The circus come last week to this here
village of Four Cornersand set up over
in Farmer Boone's pasture at the foot of the hill.
Me and Josh cut school
just to hang around and watch the tent go up
like some grimy old flower.
There was new smell: sawdust mixed with zebra dung.
Did you ever see zebra dung? It's different.
There was new noises: lion belching, elephant screaming,
and roustabouts thumping on the big pegs
in the sunshine.
And new curses, real good ones, but I ain't gonna
say them, just in case --
Josh is older than me and parts his hair on purpose.
He ain't long for my friend at this point.
Anyways, he looks a lot older and stronger
than he is, so the men sent him for tobaccy
and not me, and he got a free pass.
That night just before the rising of the full
moon behind the sycamores, I climbed out
my window and went barefoot up Farmer Boone's.

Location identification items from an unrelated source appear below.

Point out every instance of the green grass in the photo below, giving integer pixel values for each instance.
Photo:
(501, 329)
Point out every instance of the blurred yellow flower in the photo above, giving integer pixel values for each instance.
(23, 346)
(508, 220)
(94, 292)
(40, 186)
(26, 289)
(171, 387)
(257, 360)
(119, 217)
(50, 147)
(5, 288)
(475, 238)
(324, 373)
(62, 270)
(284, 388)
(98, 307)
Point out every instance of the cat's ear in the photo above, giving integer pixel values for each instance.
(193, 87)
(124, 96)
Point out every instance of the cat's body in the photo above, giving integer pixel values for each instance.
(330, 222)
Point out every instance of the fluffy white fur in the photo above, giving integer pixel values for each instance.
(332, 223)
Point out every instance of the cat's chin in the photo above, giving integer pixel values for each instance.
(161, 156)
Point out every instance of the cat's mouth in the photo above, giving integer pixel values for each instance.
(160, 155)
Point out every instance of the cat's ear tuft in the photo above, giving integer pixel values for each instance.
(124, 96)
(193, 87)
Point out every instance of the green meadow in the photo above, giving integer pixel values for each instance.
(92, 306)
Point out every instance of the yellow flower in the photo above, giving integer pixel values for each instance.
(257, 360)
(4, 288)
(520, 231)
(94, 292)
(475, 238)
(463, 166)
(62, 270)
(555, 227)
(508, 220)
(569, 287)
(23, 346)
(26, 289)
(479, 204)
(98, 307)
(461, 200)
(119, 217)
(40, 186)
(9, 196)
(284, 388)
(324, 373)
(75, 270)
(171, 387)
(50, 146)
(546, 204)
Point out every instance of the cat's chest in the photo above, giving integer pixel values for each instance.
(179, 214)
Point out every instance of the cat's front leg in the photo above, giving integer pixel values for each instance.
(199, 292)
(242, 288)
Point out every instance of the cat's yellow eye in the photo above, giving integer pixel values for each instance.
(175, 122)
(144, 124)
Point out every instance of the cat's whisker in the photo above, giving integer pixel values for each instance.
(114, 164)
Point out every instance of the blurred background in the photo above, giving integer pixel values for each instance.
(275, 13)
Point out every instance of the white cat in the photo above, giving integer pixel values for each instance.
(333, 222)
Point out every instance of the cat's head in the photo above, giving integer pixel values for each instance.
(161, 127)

I lay out a ways up the hill by the bull pasture
and heard the calliopes and the people
roaring and clapping and whistling
in the valley. I 'spect they was watching
the lion tamer and looking at the lady acrobats
and bareback dancers. Josh would be looking
at them, all right.
I mind I pulled on the weeds till a spot was bald,
and I was so mad I cried baby tears.
At the end, the band played a real lively tune
and the folks streamed out by firelight.
They looked like an orange snake
wiggling back to town on its belly.
The bull in Farmer Boone's pasture
come down snorting and pawing the ground
like he was waiting.
I figured I'd wait, too.
People was gone, and the circus folk
went to their wagons. Some of the acrobats, I guess,
looked twinkly in their fancy clothes.
like they was ghosts.
There was a clown in baggy pants
and he looked up at the moon and shook his fist.
I don't know why.
I guess I slept then, cos I never heard her come.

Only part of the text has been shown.